Post by pierre.x.l »

Thanks TedSwippet,

Touch wood, this sounds then like it might be quite straightforward then (ignoring any Brexit complications): pensions taxed at source, ISA's unwrapped and no crazy exit taxes. After moving to France I can continue with same EUR currency portfolio.

What is my best approach regarding broker? I expect a UK broker would convert my GBP to EUR at some not-cheap rate before purchasing assets. Is there a way to switch a portfolio with UK broker to a French broker without cashing out/re-purchasing? If from the beginning, I used a French broker then I could fund account using EUR directly via TransferWise's cheap rates. Do Interactive Brokers services help my situation at all?
TedSwippet
Posts: 3176
Joined: Mon Jun 04, 2007 4:19 pm
Location: UK

Re: UK tax resident investing for retirement in EU

Post by TedSwippet »

pierre.x.l wrote: Mon Sep 21, 2020 10:16 am Touch wood, this sounds then like it might be quite straightforward then (ignoring any Brexit complications): pensions taxed at source, ISA's unwrapped and no crazy exit taxes. After moving to France I can continue with same EUR currency portfolio.
Seems so. Though "pensions taxed at source" looks wrong to me; from treaty article 18 it looks like a UK pension paid to a French resident is taxable only to France -- "pensions ... paid ... to a resident of a Contracting State {France} shall be taxable only in that State {again, France}." That said, treaties can be slippery things, so no guarantee I'm right on that. It looks that way, though.
pierre.x.l wrote: Mon Sep 21, 2020 10:16 am What is my best approach regarding broker? I expect a UK broker would convert my GBP to EUR at some not-cheap rate before purchasing assets. Is there a way to switch a portfolio with UK broker to a French broker without cashing out/re-purchasing? If from the beginning, I used a French broker then I could fund account using EUR directly via TransferWise's cheap rates. Do Interactive Brokers services help my situation at all?
For unwrapped accounts, I'd look to Interactive Brokers first. Not only should they be able to cope with your moving country without forcing account closure or anything else nasty, but they also reportedly have excellent forex rates (that may well beat Transferwise). I doubt a purely French broker would want a UK resident as a customer any more than a purely UK broker would want a French resident customer.
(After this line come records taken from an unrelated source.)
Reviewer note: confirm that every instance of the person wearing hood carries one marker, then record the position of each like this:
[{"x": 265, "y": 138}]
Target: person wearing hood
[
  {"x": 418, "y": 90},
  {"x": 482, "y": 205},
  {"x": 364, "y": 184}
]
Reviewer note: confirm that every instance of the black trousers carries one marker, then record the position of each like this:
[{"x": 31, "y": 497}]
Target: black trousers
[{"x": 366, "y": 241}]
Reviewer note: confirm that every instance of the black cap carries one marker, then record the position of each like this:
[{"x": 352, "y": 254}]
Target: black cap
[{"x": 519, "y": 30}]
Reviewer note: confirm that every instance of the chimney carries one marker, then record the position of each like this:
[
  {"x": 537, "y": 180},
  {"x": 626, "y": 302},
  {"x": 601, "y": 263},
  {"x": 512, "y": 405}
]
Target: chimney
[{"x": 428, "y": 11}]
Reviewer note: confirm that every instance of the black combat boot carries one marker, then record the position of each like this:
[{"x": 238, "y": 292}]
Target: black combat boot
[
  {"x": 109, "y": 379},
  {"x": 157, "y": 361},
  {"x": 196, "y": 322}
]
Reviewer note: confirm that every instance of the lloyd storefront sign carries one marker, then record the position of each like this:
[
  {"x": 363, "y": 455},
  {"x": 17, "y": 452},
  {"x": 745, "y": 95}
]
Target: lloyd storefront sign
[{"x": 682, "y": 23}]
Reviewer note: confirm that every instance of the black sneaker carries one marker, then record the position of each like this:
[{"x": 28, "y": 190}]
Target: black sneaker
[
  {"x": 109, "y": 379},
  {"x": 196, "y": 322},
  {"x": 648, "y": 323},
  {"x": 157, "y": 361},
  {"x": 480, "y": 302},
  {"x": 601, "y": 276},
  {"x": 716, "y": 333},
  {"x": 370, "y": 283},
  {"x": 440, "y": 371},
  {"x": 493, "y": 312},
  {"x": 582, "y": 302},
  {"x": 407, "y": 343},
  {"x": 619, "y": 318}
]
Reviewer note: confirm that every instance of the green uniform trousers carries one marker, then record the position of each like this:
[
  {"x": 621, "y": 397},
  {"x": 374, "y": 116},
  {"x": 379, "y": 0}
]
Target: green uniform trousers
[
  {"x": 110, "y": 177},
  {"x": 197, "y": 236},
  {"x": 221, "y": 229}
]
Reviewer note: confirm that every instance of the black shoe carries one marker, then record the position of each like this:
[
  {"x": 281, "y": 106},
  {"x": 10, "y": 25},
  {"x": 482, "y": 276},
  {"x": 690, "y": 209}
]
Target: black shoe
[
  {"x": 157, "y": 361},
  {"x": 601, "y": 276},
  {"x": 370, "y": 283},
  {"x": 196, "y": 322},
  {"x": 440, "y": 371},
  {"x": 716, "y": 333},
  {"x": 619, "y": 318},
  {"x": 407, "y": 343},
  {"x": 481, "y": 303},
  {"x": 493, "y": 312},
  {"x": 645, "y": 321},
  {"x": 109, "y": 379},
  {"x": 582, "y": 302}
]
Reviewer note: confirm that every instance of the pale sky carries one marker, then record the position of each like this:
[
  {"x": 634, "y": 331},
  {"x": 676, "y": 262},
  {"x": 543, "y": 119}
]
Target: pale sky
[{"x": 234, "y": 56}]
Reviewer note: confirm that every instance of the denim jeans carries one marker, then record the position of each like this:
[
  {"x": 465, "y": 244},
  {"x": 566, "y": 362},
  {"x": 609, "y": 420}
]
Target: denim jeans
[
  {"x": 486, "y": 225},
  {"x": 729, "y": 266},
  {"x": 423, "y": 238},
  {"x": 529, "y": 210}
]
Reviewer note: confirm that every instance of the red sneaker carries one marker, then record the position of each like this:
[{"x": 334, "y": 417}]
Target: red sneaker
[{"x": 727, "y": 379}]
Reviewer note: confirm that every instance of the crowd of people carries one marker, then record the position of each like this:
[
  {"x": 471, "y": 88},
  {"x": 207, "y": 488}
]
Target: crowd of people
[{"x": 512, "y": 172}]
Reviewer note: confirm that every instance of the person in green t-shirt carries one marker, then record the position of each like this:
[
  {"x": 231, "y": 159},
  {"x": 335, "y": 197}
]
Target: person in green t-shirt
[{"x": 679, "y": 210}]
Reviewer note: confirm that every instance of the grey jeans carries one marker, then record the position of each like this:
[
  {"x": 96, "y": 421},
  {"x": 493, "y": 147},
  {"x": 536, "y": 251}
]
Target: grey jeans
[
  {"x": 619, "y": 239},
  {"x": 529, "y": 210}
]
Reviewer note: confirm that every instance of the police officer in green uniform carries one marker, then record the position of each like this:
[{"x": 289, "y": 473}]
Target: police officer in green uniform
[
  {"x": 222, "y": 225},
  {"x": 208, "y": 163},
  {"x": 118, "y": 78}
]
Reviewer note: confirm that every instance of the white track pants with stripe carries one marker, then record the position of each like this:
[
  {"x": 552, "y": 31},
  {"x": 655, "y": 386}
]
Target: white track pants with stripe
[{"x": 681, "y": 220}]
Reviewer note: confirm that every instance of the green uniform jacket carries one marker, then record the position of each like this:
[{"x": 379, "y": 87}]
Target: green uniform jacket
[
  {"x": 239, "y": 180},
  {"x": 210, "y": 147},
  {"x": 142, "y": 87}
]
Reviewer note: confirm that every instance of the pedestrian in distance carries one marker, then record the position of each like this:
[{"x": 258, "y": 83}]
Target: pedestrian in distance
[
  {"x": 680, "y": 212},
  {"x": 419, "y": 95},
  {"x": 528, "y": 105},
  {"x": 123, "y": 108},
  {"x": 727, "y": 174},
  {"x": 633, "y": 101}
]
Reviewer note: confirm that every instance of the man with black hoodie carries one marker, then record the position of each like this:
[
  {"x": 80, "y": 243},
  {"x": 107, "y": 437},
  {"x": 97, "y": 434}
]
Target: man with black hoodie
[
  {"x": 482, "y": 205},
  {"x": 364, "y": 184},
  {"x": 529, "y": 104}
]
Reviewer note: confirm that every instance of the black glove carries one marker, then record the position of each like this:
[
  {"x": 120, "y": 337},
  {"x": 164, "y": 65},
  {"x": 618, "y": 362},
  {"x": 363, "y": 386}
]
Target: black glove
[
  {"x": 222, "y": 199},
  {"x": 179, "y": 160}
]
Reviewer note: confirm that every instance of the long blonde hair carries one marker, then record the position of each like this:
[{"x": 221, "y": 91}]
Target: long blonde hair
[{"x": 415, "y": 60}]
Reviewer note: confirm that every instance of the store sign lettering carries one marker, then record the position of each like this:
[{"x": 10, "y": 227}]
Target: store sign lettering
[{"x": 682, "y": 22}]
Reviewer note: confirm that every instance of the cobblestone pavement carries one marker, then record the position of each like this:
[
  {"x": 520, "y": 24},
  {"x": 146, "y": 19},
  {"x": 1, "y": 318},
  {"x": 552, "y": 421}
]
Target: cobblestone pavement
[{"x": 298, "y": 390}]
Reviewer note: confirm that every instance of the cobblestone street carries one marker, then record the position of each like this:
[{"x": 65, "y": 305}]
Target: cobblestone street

You could always ask, of course, and it is sometimes possible to move assets between brokers in different countries without cashing in, but my guess is that a specialist international broker will produce a more seamless experience. No direct experience; I moved to the UK from the US, and the US's financial system is heavily Balkanised.

For an ISA, you will have to use a UK broker. If you buy EUR denominated and EUR hedged ETFs then there will probably be some GBP/EUR forex slippage in there somewhere, but it's unavoidable. In any case, you'll probably want to cash in your ISAs (and perhaps replace with equivalent investments in unwrapped account) once you have left the UK anyway.

For SIPPs, you're stuck with these until age 57 (probably). The treaty doesn't explicitly say that France cannot tax the gains in them annually, rather than just withdrawals, so maybe check that. Given the closeness of the countries, I wouldn't have thought that France would tax gains in foreign pensions annually, but something to investigate a bit more closely, maybe.